It follows that the the worst case of Bubble Sort is O(N²), but its best case can be O(N).  A python implementation above shows best-of-5 runtimes for Bubble Short as follows.  Every time the size of the list increased ten-fold, the runtime increased one-hundred-fold.  For mostly sorted lists, the runtime was about 33% faster.
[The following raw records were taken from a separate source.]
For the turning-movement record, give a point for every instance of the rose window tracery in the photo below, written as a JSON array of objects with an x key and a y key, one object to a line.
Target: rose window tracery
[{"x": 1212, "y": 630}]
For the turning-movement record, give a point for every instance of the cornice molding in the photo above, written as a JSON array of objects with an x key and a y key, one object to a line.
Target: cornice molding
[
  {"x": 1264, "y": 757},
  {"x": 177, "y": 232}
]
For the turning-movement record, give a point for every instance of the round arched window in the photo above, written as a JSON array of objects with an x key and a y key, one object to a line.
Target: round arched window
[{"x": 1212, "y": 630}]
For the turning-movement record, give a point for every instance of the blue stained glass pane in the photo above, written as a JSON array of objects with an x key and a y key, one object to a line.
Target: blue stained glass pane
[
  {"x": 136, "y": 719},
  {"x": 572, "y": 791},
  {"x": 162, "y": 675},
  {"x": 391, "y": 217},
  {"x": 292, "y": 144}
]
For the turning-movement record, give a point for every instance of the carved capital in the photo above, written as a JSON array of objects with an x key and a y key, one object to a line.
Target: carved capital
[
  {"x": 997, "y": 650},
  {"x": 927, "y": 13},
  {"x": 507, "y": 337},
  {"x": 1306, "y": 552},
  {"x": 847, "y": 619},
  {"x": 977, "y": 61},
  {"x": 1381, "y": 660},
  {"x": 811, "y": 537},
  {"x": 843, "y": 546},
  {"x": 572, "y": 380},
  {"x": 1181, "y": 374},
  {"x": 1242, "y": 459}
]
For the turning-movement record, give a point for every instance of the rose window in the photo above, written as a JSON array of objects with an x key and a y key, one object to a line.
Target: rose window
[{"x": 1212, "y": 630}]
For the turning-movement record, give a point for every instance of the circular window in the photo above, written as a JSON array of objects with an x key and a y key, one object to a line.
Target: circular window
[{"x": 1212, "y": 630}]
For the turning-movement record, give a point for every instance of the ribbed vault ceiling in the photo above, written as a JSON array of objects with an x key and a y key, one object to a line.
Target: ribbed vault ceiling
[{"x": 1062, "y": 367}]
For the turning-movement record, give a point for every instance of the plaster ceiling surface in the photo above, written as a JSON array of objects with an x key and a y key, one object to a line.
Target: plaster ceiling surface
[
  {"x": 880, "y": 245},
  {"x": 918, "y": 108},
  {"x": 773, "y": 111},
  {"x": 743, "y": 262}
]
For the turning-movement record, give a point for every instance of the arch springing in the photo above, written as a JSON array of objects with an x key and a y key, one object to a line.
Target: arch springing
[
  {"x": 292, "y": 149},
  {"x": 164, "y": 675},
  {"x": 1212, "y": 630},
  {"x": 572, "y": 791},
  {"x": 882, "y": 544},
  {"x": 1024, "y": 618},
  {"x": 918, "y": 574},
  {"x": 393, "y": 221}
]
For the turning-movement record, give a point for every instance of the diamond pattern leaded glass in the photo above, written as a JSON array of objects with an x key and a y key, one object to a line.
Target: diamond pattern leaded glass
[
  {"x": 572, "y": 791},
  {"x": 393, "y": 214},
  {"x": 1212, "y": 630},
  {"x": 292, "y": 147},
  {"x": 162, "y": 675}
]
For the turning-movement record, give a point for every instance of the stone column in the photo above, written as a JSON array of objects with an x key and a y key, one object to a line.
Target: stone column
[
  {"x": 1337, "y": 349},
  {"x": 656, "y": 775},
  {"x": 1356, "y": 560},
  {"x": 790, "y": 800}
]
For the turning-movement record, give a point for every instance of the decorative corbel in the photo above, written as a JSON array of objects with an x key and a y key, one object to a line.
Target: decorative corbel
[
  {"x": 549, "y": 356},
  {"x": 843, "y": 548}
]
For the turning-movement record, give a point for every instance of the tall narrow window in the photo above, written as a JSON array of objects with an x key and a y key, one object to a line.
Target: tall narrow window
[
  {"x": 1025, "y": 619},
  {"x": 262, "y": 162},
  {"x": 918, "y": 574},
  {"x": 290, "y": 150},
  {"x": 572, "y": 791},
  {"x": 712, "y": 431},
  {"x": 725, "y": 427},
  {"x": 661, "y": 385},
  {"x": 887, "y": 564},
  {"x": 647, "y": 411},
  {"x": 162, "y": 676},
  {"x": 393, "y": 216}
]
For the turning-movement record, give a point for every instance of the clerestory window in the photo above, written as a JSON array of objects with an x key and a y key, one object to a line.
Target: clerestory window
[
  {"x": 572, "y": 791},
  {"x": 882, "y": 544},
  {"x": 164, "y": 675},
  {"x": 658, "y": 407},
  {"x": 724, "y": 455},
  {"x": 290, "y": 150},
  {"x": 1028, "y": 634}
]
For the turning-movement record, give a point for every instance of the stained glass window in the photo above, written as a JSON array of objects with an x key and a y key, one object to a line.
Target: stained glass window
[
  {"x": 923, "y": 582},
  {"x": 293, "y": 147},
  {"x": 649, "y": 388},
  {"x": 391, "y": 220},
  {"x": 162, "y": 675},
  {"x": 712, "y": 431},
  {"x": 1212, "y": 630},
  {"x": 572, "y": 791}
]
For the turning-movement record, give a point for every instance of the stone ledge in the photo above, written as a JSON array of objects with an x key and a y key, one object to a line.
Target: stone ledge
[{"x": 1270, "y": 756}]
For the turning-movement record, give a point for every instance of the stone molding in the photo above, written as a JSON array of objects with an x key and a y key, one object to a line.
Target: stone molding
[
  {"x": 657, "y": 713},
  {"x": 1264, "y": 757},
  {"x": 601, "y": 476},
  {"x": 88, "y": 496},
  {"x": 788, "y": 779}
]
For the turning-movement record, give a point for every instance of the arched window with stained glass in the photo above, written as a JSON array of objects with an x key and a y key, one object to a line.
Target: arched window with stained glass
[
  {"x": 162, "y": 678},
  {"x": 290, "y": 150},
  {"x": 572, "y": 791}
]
Indeed, some argue that Bubble Sort isn't even worthwhile to teach others, due to how fast it scales in runtime as the size of the sorting list grows.  However, I argue that the simplicity of the sort offers an incubational problem solving environment to many who wish to begin studying algorithms.

Mostly Sorted? N Runtime (s)
No 10 0.00012
Yes 10 0.00011
No 100 0.00349
Yes 100 0.00227
No 1000 0.32612
Yes 1000 0.20100
No 10000 33.4892
Yes 10000 20.6090


Insertion Sort

The Insertion Sort, like Bubble Sort, is not a very fast sort although it is still a relatively simple sorting algorithm.  While it remains of the same class of algorithms as Bubble Sort, the Insertion Sort has a much faster potential if the list is already mostly sorted.

1
2
3
4
5
6
7
8
def insertionSort(arr):
    for i in np.arange(1, len(arr)):
        currentvalue = arr[i]
        position = i
        while position > 0 and arr[position-1] > currentvalue:
            arr[position] = arr[position-1]
            position = position-1
        arr[position] = currentvalue

Ultimately, the insertion sort will still iterate over each element once in the outer loop.  It then makes a note of the index at that location, and then begins to iterate backwards looking for inversions that need to be corrected by inserting the out-of-order element before the indexed position.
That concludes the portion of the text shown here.